On aime célébré la mémoire avec des tragédies. Shoa, 11 Septembre, Armistices, et d'autres événements qui ont tout autant l'intérêt de préserver la mémoire, comme aussi rentrer dans un champs idéologique actuel. L'exemple le plus flagrant, c'est évidemment l'holocauste des juifs, durant la seconde guerre mondiale, qui est le sujet le plus alimenté de façon constante, pour dire "plus jamais çà". Sauf que durant certains conflits contemporains, on s'est rendu compte que nos politiciens, diplomates, et chefs d'états étaient tout autant impuissants a interagir au moment il le fallait, et que le jour ou ils se décidaient de faire quelques choses, il était déjà trop tard. Mais on continu a se servir de ces outils de mémoire, tous plus ou moins ciblés, du fait qu'on veut évidemment ne pas laisser sortir des clous, l'intouchable vérité établie au service de la morale et de l'histoire avec un grand H.
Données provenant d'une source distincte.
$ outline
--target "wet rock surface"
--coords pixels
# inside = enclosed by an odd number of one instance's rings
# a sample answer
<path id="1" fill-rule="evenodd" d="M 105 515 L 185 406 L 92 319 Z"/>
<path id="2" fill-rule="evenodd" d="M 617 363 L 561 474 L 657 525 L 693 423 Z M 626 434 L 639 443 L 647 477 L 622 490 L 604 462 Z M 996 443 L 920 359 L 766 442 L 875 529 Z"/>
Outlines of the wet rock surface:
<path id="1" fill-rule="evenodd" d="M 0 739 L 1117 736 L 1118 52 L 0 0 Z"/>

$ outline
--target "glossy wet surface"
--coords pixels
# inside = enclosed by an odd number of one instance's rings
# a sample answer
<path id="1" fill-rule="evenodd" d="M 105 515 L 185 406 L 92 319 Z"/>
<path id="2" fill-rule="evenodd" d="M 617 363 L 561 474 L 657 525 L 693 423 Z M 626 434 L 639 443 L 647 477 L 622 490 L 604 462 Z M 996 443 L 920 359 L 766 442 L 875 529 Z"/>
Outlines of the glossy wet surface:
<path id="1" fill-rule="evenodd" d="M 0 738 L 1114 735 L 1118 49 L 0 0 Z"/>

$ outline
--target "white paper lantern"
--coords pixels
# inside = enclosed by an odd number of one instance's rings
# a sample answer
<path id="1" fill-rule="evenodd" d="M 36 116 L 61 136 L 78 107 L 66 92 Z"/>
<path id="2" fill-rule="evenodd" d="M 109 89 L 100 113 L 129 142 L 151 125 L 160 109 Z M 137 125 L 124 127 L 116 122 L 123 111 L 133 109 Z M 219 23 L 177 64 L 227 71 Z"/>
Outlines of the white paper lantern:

Mais l'histoire avec un grand H nous rappel aussi qu'il y a eut des épisodes qui pourraient susciter bien des débats sur leurs utilités. Et l'un de ses événements, fut le bombardement de la ville de Dresde, du 13 au 15 février 1945, que des historiens comparent volontiers, d'un point de vu stratégique, à l'usage de la bombe nucléaire sur Hiroshima et Nagasaki. C'est à dire attaquer le morale d'un peuple pour qu'il se retourne contre son autorité, tenu responsable de ne pas s'être résigné à la défaite plus tôt. Du coup, des centaines de milliers de civiles, morts, sacrifiés sur l'hôtel d'une stratégie de pression, qui aujourd'hui, reste un sujet de débat très houleux sur la nécessité, l'utilité, les croyances de ce genre de décision. Des sacrifices qui, avec le recule, aurait pu en effet, être évité si seulement dans les sphères des pouvoirs en place, des gens n'avaient pas été convaincu qu'il fallait faire deux pierres deux coups, en faisant une démonstration de force, et mettre un coup au morale d'un peuple, comptant sur sa réactivité.Une stratégie qui aujourd'hui, n'a pas totalement changée, dans la mesure ou l'on continu a prendre en compte un taux de pertes civiles dans des bombardements qui par la suite, n'avaient pas franchement de motivations stratégiques ou tactiques.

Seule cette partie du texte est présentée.